JUSTIÇA DETERMINA REVISÃO QUE AUMENTA VALOR DA APOSENTADORIA E PAGAMENTOS DE ATRASADOS

Previdência

Decisão Judicial sobre Aposentadoria Especial: Entenda a Importância e os Impactos

Recentemente, uma decisão favorável proferida pela 1ª Vara Federal de Mauá destacou a relevância da aposentadoria especial para os trabalhadores que exercem atividades sob condições prejudiciais à saúde. O autor da ação, a parte autora, pleiteou a transformação de sua aposentadoria em manutenção em aposentadoria especial, requerendo o reconhecimento do tempo de serviço especial desempenhado ao longo de vários anos. O Instituto Nacional do Seguro Social (INSS), réu na ação, contestou o pedido, mas a sentença final trouxe aspectos importantes sobre os direitos dos trabalhadores e a interpretação das normas previdenciárias.

O Contexto da Ação

O autor da ação solicitou a revisão de sua aposentadoria com base na transformação do benefício em aposentadoria especial.

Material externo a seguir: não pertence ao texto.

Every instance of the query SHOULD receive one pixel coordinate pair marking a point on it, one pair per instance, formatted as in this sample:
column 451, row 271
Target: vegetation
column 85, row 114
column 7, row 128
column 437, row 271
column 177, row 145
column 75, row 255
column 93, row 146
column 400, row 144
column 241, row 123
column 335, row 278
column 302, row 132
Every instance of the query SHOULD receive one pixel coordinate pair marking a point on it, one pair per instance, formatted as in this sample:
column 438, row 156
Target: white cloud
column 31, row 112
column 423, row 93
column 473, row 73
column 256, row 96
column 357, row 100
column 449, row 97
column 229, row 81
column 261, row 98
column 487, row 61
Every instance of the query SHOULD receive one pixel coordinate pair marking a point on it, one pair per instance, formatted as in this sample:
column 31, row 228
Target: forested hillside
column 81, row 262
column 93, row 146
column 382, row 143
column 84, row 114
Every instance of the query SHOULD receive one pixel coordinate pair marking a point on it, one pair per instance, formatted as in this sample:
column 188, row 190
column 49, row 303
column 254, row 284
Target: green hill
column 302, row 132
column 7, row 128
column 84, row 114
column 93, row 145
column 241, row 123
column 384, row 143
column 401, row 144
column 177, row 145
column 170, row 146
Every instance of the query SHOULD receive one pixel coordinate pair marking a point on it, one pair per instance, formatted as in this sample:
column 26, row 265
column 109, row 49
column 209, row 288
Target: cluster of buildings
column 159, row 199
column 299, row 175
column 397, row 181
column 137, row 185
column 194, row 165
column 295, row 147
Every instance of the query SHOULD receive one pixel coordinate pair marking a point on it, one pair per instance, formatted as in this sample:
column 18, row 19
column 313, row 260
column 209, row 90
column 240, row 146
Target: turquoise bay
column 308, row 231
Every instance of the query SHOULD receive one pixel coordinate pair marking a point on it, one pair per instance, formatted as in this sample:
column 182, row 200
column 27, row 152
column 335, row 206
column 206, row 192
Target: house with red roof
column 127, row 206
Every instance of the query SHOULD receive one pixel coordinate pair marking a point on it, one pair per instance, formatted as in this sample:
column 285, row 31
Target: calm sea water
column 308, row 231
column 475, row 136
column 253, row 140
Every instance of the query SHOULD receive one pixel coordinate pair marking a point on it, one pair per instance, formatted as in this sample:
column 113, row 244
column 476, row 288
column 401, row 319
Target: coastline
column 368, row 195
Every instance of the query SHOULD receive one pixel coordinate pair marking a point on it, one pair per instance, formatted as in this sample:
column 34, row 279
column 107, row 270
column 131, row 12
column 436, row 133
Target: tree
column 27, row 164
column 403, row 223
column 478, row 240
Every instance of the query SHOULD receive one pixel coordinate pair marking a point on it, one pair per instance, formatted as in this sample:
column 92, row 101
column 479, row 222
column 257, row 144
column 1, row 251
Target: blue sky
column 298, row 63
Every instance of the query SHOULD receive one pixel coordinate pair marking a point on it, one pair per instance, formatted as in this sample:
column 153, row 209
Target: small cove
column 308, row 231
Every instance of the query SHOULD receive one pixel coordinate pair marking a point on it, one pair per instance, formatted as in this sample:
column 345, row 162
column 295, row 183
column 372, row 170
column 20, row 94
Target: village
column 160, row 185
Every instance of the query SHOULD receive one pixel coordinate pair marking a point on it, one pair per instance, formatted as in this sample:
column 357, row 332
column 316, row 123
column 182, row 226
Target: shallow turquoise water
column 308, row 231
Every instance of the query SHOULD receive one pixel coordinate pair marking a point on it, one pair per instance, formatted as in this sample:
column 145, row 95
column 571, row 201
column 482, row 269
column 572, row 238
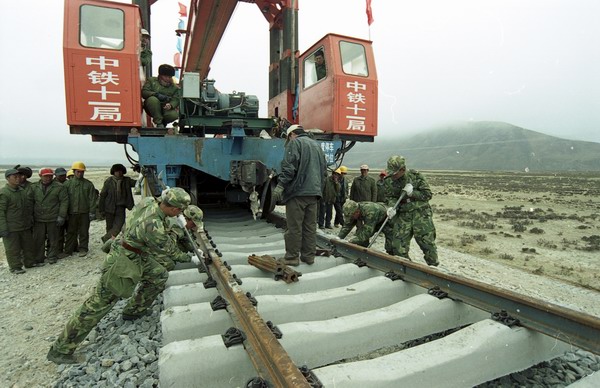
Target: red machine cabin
column 344, row 101
column 102, row 65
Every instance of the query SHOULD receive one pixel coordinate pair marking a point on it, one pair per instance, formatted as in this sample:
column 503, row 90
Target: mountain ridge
column 482, row 145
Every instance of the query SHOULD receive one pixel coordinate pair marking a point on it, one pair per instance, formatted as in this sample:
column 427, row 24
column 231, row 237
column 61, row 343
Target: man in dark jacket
column 115, row 197
column 299, row 187
column 51, row 203
column 161, row 97
column 15, row 223
column 83, row 199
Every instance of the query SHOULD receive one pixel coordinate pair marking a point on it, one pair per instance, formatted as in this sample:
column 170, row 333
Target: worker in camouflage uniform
column 330, row 192
column 51, row 203
column 380, row 188
column 414, row 216
column 161, row 97
column 130, row 264
column 364, row 188
column 341, row 197
column 366, row 216
column 300, row 187
column 15, row 223
column 83, row 198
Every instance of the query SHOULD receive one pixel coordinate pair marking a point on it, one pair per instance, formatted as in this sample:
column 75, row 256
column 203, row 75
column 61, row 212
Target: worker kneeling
column 161, row 97
column 366, row 216
column 128, row 265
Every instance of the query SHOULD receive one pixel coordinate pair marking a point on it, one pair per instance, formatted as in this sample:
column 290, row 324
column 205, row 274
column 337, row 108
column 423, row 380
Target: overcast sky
column 531, row 63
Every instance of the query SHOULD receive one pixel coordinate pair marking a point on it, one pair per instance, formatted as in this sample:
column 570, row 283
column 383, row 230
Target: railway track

A aposentadoria especial é um benefício previdenciário concedido aos trabalhadores que, durante um determinado período, exerceram atividades expostos a agentes nocivos à saúde ou à integridade física, conforme definido pela legislação. Nesse caso, o autor reivindicou o reconhecimento do tempo de trabalho em condições especiais entre 1987 e 2000, pleiteando o pagamento das prestações vencidas desde a data de entrada do requerimento (DER), em 2015.

A Decisão Judicial e os Aspectos Legais Envolvidos

A sentença favorável ao autor trouxe à tona a aplicação de várias normas previdenciárias e decisões judiciais anteriores que moldaram a interpretação da lei no que tange à aposentadoria especial. Um ponto-chave na decisão foi a discussão sobre a prescrição quinquenal das prestações vencidas, em conformidade com a Súmula 85 do Superior Tribunal de Justiça (STJ), que estabelece que a prescrição atinge apenas as parcelas devidas antes dos cinco anos anteriores à propositura da ação, mas não o direito em si quando não negado.

Outro aspecto relevante foi a conversão do tempo de serviço comum em tempo especial, questão central para a concessão da aposentadoria especial. A sentença destacou que, para períodos laborados até 28 de abril de 1995, a legislação permitia a conversão do tempo comum em especial, desde que o segurado tivesse direito à aposentadoria na data mencionada. A decisão também abordou a necessidade de comprovação da exposição habitual e permanente a agentes nocivos, utilizando laudos técnicos e o Perfil Profissiográfico Previdenciário (PPP) como provas cabíveis.

A Relevância do Equipamento de Proteção Individual (EPI)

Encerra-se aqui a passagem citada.